Figure 7. Enchondroma of the proximal phalanx in a 57-yearold woman. The pathognomonic findings of a lytic geographic lesion with expansion and chondroid matrix (arrows) are seen on this radiograph of the proximal phalanx of the index finger.

Figure 8. Langerhan's cell histiocytosis involving the spine in an 8-year-old boy. In this otherwise healthy child, vertebra plana can be seen (arrow) in the thoracic spine, which is consistent with Langerhan's cell histiocytosis.

Figure 9. Intraosseous lipoma of the calcaneus in a 35-year-old man. (A) This lateral radiograph of the ankle shows a geographic lytic lesion in the calcaneus. Dystrophic calcifications, known as the cockade sign, can be seen within the lesion (arrow). This is a classic pathognomonic appearance and location of an intraosseous lipoma. Parasagittal (B) T1- weighted and (C) Short tau inversion recovery (STIR) MR images, respectively, show signal characteristics (hyperintense on T1 and hypointense on STIR) that are consistent with a fatcontaining lesion (intraosseous lipoma). Signal arising from the dystrophic calcifications can also be seen within the lesion (arrows).

Figure 10. Enchondroma of the distal femur in a 45-year-old woman. This anteroposterior radiograph of the distal femur readily shows the coarse dot-like, popcorn-like mineralization of chondroid matrix.

Figure 11. Osteosarcoma of the proximal tibia in a 14-year-old girl. The wispy, cloudlike mineralization (arrows) of osteoid matrix can be seen on this anteroposterior radiograph of the proximal tibia.

Figure 12. Nonossifying fibroma of the distal tibia in a 9-year-old girl. The classic circumscribed edge of a geographic lesion is seen on this anteroposterior radiograph of the distal tibia. The lesion has sclerotic margins with minimal cortical expansion, making this a grade IA lesion.

Figure 13. Typical appearance of a grade III lesion. (A) Metastasis in a 35-year-old woman.
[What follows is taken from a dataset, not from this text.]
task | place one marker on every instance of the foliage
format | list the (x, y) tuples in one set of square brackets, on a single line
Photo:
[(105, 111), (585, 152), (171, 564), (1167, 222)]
This anteroposterior (AP) radiograph of the ilium shows the typical diffuse, ill-defined appearance of permeative destruction. (B) Multiple myeloma in a 57-year-old woman. This AP radiograph of the ilium reveals the classic moth-hole appearance (arrows) of moth-eaten destruction.

Figure 14. Typical appearance of a grade II lesion. This anteroposterior radiograph of the tibia shows the combined geographic (arrows) and moth-eaten destruction (arrowheads) of a grade II lesion. Grade II lesions can also have a combination of geographic and permeative destruction.
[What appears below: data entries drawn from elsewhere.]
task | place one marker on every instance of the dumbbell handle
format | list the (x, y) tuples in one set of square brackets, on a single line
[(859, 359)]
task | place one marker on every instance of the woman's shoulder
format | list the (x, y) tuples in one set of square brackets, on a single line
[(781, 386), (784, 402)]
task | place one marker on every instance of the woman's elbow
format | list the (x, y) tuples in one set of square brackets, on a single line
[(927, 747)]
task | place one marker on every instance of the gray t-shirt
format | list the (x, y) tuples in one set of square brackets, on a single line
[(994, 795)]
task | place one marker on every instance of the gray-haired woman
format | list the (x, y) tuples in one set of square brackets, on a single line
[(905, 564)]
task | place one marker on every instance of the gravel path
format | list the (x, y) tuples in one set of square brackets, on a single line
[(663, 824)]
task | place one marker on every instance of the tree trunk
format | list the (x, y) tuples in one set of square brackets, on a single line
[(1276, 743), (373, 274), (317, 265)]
Figure 15. Example of a grade IC lytic lesion: an aneurysmal bone cyst in a 10- year-old boy. This anteroposterior radiograph of the humerus shows a lesion that is primarily geographic; however, there is a region where the cortex becomes ill-defined, making this a grade IC lesion (arrow).

Figure 16. Example of a grade IB lesion: an aneurysmal bone cyst in a 14-year-old girl. This anteroposterior radiograph of the proximal fibula shows a geographic lesion with >1 cm expansion of the cortical shell (arrowheads). This degree of expansion makes this a grade IB lesion.

Figure 17. Osteosarcoma in a 13-year-old girl. (A) This anteroposterior radiograph of the right shoulder shows a pathologic fracture through an osteosarcoma of the proximal humerus. Osteoid matrix can be faintly seen in the soft tissues (arrows). (B) Parasagittal T1-weighted and (C) postgadolinium T1-weighted images show the primary lesion in the proximal humerus as well as a skip lesion in the distal humerus (arrows). Normal intervening marrow can be seen (arrowheads).

Figure 18. Chrondroblastoma in a 16-year-old girl. (A) An anteroposterior radiograph of the distal femur showing a grade IA lytic lesion containing possible chondroid matrix. (B) An axial CT image of the same lesion readily shows the coarse dot-like, popcorn-like mineralization of chondroid matrix.